Vu les autres pièces du dossier.
Vu le code de justice administrative.
La présidente du tribunal a désigné Mme A… en application de l’article L. 511-2 du code de justice administrative pour statuer sur les requêtes en référé.
Considérant ce qui suit :
1. Aux termes de l’article L. 521-2 du code de justice administrative : « Saisi d’une demande en ce sens justifiée par l’urgence, le juge des référés peut ordonner toutes mesures nécessaires à la sauvegarde d’une liberté fondamentale à laquelle une personne morale de droit public ou un organisme de droit privé chargé de la gestion d’un service public aurait porté, dans l’exercice d’un de ses pouvoirs, une atteinte grave et manifestement illégale. Le juge des référés se prononce dans un délai de quarante-huit heures. ». L’article L. 522-3 du même code dispose : « Lorsque la demande ne présente pas un caractère d’urgence ou lorsqu’il apparaît manifeste, au vu de la demande, que celle-ci ne relève pas de la compétence de la juridiction administrative, qu’elle est irrecevable ou qu’elle est mal fondée, le juge des référés peut la rejeter par une ordonnance motivée sans qu’il y ait lieu d’appliquer les deux premiers alinéas de l’article L. 522-1 ».
2. L’usage par le juge des référés des pouvoirs qu’il tient de l’article L. 521-2 du code de justice administrative est subordonné à la condition qu’une urgence particulière rende nécessaire l’intervention dans les quarante-huit heures d’une mesure destinée à la sauvegarde d’une liberté fondamentale.

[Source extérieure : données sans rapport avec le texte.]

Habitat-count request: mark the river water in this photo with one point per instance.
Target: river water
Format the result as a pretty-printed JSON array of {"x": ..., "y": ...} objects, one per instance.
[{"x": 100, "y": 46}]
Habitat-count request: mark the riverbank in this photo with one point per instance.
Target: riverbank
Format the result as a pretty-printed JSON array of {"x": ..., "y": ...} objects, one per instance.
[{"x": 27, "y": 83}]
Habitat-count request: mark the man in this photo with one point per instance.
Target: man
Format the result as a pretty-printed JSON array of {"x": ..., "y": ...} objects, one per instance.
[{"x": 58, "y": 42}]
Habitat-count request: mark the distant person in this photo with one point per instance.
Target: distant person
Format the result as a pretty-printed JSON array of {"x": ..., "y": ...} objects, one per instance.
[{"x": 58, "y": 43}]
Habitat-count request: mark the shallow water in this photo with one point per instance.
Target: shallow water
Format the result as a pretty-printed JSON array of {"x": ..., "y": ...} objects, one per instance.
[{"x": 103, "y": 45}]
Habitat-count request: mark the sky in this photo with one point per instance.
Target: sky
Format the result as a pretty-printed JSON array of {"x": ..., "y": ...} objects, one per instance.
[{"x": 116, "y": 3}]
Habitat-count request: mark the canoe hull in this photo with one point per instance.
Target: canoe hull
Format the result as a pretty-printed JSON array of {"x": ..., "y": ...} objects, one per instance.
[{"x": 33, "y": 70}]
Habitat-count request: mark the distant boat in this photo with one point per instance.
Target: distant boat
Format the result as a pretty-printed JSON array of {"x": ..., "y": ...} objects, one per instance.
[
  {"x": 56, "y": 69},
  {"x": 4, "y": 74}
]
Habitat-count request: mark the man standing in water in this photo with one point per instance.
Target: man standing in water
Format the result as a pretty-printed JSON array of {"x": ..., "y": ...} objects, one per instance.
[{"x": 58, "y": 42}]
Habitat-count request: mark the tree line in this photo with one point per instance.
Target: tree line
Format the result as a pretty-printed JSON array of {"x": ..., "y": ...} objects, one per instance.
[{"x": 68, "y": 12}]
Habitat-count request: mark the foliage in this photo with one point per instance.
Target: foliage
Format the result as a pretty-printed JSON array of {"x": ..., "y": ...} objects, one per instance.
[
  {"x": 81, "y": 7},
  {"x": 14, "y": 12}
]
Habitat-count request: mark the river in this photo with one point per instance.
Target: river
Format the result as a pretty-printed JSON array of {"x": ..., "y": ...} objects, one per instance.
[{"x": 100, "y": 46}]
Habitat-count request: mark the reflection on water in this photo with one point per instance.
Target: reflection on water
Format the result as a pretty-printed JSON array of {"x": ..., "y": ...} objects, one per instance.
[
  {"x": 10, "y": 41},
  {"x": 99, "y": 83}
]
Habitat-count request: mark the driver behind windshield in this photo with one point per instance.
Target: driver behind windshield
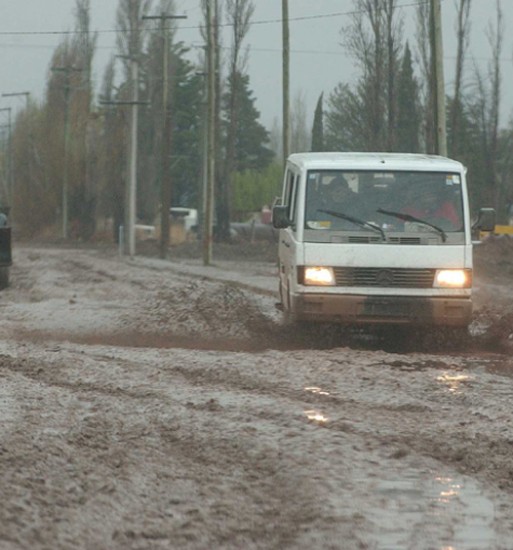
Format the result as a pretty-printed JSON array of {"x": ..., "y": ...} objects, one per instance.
[{"x": 433, "y": 206}]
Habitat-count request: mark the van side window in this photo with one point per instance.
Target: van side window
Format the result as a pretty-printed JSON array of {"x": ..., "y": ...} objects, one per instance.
[{"x": 291, "y": 196}]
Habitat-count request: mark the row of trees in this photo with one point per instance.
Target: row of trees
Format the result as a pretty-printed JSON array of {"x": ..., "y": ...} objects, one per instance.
[
  {"x": 73, "y": 147},
  {"x": 391, "y": 106}
]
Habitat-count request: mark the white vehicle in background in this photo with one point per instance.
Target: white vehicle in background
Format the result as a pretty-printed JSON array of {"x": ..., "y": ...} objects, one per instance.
[
  {"x": 383, "y": 259},
  {"x": 189, "y": 216}
]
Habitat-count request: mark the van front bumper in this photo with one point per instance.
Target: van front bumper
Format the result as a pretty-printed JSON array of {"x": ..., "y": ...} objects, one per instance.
[{"x": 354, "y": 309}]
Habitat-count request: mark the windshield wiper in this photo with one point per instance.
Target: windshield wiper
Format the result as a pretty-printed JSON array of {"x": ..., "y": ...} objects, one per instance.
[
  {"x": 356, "y": 221},
  {"x": 408, "y": 218}
]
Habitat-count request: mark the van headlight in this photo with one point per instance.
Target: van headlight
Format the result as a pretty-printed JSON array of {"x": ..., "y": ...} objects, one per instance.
[
  {"x": 453, "y": 278},
  {"x": 319, "y": 276}
]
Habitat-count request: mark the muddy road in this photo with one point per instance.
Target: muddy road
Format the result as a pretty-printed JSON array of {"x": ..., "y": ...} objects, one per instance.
[{"x": 153, "y": 405}]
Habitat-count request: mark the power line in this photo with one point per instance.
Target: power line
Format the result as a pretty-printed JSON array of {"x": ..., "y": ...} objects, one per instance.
[{"x": 197, "y": 27}]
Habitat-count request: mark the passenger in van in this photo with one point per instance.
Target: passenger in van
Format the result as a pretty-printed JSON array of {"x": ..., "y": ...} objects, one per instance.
[
  {"x": 337, "y": 195},
  {"x": 432, "y": 205}
]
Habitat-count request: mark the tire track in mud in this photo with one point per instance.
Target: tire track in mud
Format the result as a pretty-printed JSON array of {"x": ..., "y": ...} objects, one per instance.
[{"x": 207, "y": 456}]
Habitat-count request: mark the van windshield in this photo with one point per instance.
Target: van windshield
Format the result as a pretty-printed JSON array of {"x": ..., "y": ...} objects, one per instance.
[{"x": 394, "y": 201}]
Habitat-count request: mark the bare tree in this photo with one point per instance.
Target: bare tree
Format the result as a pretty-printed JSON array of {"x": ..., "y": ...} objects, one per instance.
[
  {"x": 485, "y": 110},
  {"x": 426, "y": 83},
  {"x": 462, "y": 33},
  {"x": 238, "y": 13},
  {"x": 299, "y": 135},
  {"x": 373, "y": 38}
]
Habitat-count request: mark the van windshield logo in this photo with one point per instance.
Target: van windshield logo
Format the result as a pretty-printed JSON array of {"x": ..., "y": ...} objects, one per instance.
[{"x": 385, "y": 277}]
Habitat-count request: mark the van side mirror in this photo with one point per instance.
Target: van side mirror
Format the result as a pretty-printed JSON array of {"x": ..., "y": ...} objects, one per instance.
[
  {"x": 485, "y": 220},
  {"x": 281, "y": 217}
]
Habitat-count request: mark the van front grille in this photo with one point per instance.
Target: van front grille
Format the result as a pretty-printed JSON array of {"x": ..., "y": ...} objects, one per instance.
[{"x": 384, "y": 277}]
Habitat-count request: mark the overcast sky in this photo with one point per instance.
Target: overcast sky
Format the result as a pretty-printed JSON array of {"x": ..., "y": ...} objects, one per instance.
[{"x": 29, "y": 33}]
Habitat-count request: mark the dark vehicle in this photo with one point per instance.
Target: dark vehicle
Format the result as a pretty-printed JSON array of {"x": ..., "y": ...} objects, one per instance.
[{"x": 5, "y": 247}]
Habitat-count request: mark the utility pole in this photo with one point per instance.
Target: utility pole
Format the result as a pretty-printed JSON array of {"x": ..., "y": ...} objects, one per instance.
[
  {"x": 67, "y": 96},
  {"x": 19, "y": 94},
  {"x": 209, "y": 195},
  {"x": 438, "y": 75},
  {"x": 8, "y": 187},
  {"x": 165, "y": 180},
  {"x": 12, "y": 170},
  {"x": 286, "y": 79}
]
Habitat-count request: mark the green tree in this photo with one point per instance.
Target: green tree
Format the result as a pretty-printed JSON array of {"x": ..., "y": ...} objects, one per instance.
[
  {"x": 251, "y": 138},
  {"x": 254, "y": 188}
]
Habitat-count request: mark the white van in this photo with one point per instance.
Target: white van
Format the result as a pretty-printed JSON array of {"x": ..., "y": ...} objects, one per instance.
[{"x": 398, "y": 249}]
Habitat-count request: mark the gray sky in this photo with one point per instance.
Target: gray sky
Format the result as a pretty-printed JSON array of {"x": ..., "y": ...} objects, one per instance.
[{"x": 318, "y": 62}]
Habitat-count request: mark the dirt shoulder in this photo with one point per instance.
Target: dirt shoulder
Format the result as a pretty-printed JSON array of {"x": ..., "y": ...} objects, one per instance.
[{"x": 145, "y": 405}]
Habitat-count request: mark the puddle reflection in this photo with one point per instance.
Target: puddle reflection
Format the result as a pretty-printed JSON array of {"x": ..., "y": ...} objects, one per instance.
[
  {"x": 450, "y": 490},
  {"x": 454, "y": 382},
  {"x": 317, "y": 391},
  {"x": 316, "y": 416}
]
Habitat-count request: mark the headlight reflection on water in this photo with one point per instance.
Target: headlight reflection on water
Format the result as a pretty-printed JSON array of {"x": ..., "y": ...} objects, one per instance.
[
  {"x": 316, "y": 416},
  {"x": 453, "y": 381},
  {"x": 316, "y": 390}
]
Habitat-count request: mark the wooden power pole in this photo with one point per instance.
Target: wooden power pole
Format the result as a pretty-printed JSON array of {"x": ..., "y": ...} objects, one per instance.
[
  {"x": 165, "y": 137},
  {"x": 286, "y": 80},
  {"x": 438, "y": 75},
  {"x": 211, "y": 128}
]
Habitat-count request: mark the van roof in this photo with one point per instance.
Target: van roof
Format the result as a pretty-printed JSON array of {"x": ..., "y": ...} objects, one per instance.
[{"x": 374, "y": 161}]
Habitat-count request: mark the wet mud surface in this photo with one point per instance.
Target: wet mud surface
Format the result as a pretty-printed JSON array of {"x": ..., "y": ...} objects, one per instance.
[{"x": 147, "y": 404}]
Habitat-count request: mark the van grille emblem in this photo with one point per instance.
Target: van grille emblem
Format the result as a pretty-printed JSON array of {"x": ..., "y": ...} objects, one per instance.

3. À l’appui de sa requête, M. C… ne justifie d’aucune situation d’urgence qui rendrait nécessaire l’intervention, dans un délai de quarante-huit heures, d’une mesure de la nature de celles qui peuvent être ordonnées sur le fondement de l’article L. 521-2 du code de justice administrative.
4. Il résulte de ce qui précède, et sans qu’il y ait lieu de transmettre le dossier au président de la section du contentieux du Conseil d’Etat sur le fondement de l’article R. 312-5 du code de justice administrative, ni d’attraire à l’instance la présidente de la Mission d’inspection des juridictions administratives, ni de désigner un avocat à l’intéressé, que la requête de M. C… doit être rejetée en toutes ses conclusions par application de l’article L. 522-3 du code de justice administrative.
O R D O N N E :
Article 1er : La requête de M. C… est rejetée.
Article 2 : La présente ordonnance sera notifiée à M. B… C….
Fait à Paris, le 26 mars 2026.
La juge des référés,
Signé
A. A…
La République mande et ordonne au garde des sceaux, ministre de la justice, en ce qui le concerne ou à tous commissaires de justice à ce requis en ce qui concerne les voies de droit commun contre les parties privées, de pourvoir à l’exécution de la présente décision.